Is Europe confronting Huntington’s civilizational clash? The answer is “no”. What it does face is a different type of problem, namely coming to grips with the fact that the continent may have to practice what it has long preached, namely the values of tolerance, respect for others. While Europe has always harped at the US for its claim of “exceptionalism”, the continent never seemed to notice that it too was vaunting a kind of exceptionalism, the kind that used “soft power”, that relied on gentle (mostly) diplomacy, and that sought compromise. The recent events with migrant flows have brutally destroyed that myth. Europe was exceptional only while it could afford to be. Once the push came to shove, the arts of “old fashioned” diplomacy returned to center stage.

Is the “return to reality” a cause for being in somber mood? Again the response is negative. Europe (or at least parts of it) has for centuries been in the forefront on so many dimensions of global change. That sense of setting the standards was transferred over to a similar concern on the humanitarian side (even if, in the context of history, the humanitarian effort was driven for some time by the imperative need to cope with massive problems that Europeans themselves had caused, at home and abroad). The concern was laudable, and for several decades yielded results. The fact that now the continent has been brought back to earth, so to speak, by the scale of today’s problems and the realization that Europe cannot manage them, should not be seen as a bad thing. Nor should it be seen as a reason to turn our backs on the values – the old adage about not throwing out the baby with the bathwater applies. Instead, current events should help to explore alternative routes for dealing with issues.

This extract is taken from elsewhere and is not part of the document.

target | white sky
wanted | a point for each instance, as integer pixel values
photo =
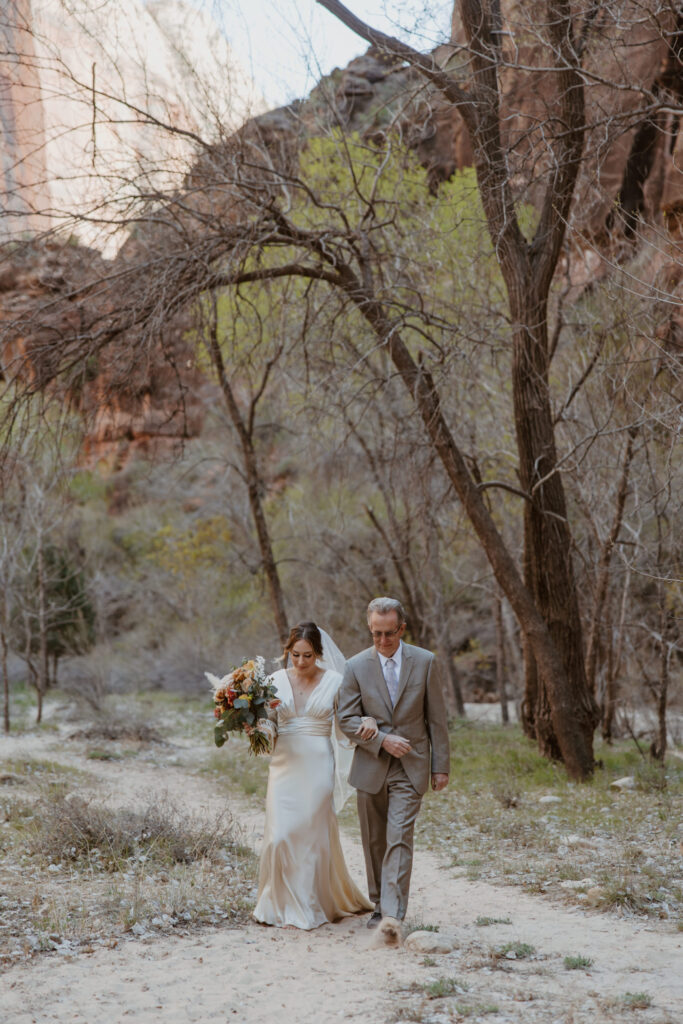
(287, 45)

From at least the epoch, one hundred years ago, of Ragtime, popular music has acted as a measuring rod of social change, and frequently offered sage words to help us understand what is going on. At end 2016 Bob Dylan was awarded the Nobel Prize for Literature. The title of arguably his most famous song, “Times they’re a’changin”, could hardly be more apt today than it was half a century ago at its birth. Alongside the famous American singer, that same period witnessed the eruption onto the music scene (which they have never since vacated) of the English group “The Rolling Stones”. They too propounded pearls of wisdom in one of their great songs “Paint it Black”. Above all they sounded the cautionary note, “Maybe then I’ll fade away and not have to face the facts, It’s not easy facing up when your whole world is black”. Those now seeking to daub Europe’s land with black are not looking at the facts. We may not be in the pastel brilliance of the impressionists, nor yet able to comprehend the new ways of seeing provided by latter-day cubists. But the canvas does have far more colors than black.